Evaluating such tradeoffs is the element of AI Security and Performance that is often completely overlooked in loud discussions on AI Safety, Performance, and the state of the art. Looking at the performance, my experiments comparing RWKV to various Transformers show mostly comparable results. But that was before I had access to the Gemini Pro (I got approved on Wednesday night). I will play around with it and let y’allz know if it matches up to the hype.

All in all, any practitioner of NLP (or general ML) should be familiar with developments like RWKV. Even if they never become completely paradigm-shifting, such developments push our knowledge further and teach us about the limitations of the current status-quo.

For the rest of this article, we will cover the following ideas in more depth:

Why RNNs became the kings of NLP.
How Transformers overthrew RNNs for NLP.
What makes RWKV so good?
A neat tip I learned about RWKV to improve performance on long-context windows.

and more.

RNNs, Transformers, and NLP

To fully appreciate RWKV, let’s take a stroll down memory lane to contextualize it within the broader history of NLP. More advanced readers may skip this section, since I don’t think you’d gain too much from it(unless you’re looking to admire the pretty diagrams).

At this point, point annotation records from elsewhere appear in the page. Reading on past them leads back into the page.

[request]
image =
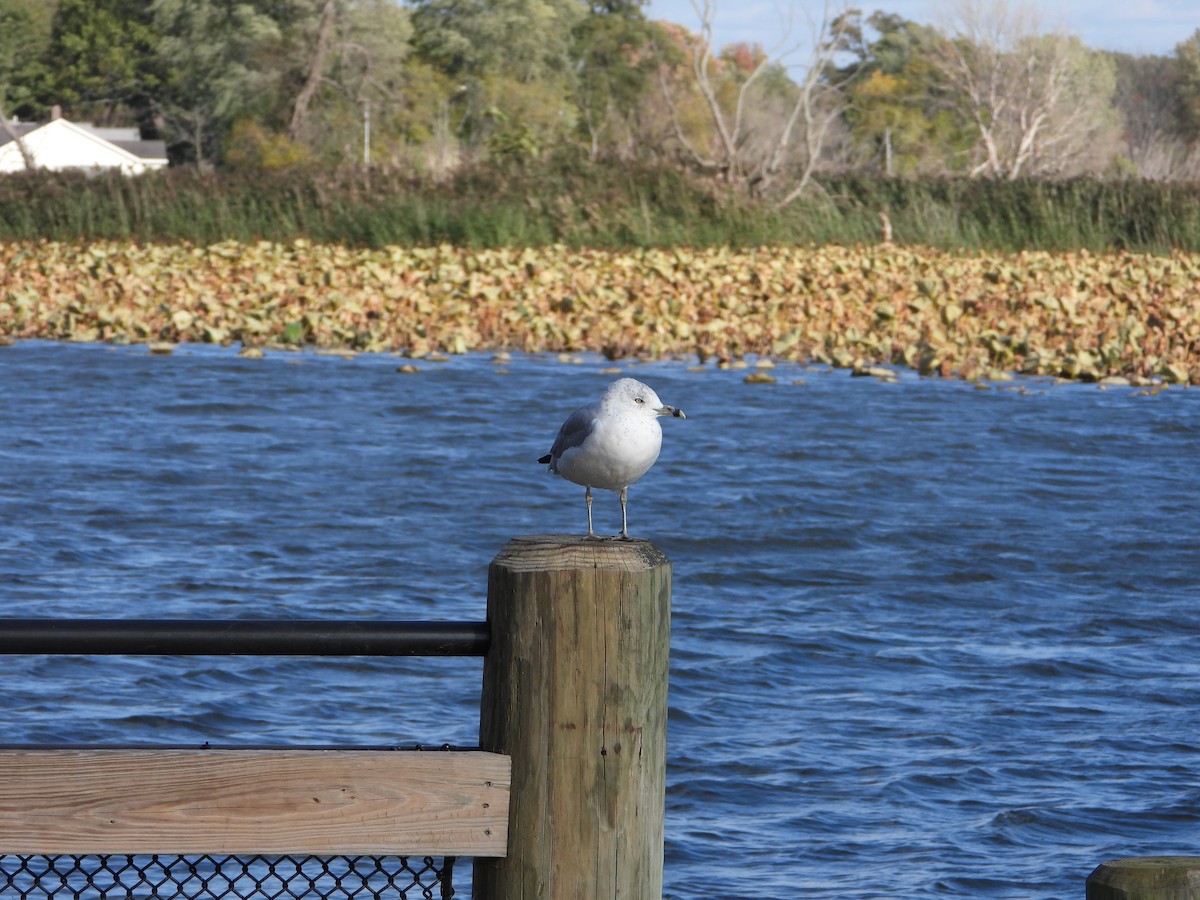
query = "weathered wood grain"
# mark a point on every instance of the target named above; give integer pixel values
(575, 690)
(321, 802)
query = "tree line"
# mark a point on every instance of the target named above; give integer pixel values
(435, 87)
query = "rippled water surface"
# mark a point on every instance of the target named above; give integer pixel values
(928, 640)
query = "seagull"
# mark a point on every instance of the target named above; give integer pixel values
(611, 443)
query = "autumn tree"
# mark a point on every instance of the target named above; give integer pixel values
(766, 132)
(510, 66)
(894, 113)
(613, 53)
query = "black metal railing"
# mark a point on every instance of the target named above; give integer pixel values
(243, 637)
(208, 877)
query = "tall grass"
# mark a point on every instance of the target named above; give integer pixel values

How RNNs became the Kings of NLP

Recurrent Neural Networks (RNNs) were created to handle temporal data, where the past follows the future. Let’s take a simple example. Imagine the sentence, “Don’t eat my _”. To fill in the _, we need to take context from the previous words in the sentence. Filling out random words wouldn’t do us any good. Unlike Traditional Networks, RNNs take information from Prior Inputs, making them better suited for these tasks. Pay particular attention to this ability to look at words within the context of a sentence, b/c it will come back around in this piece.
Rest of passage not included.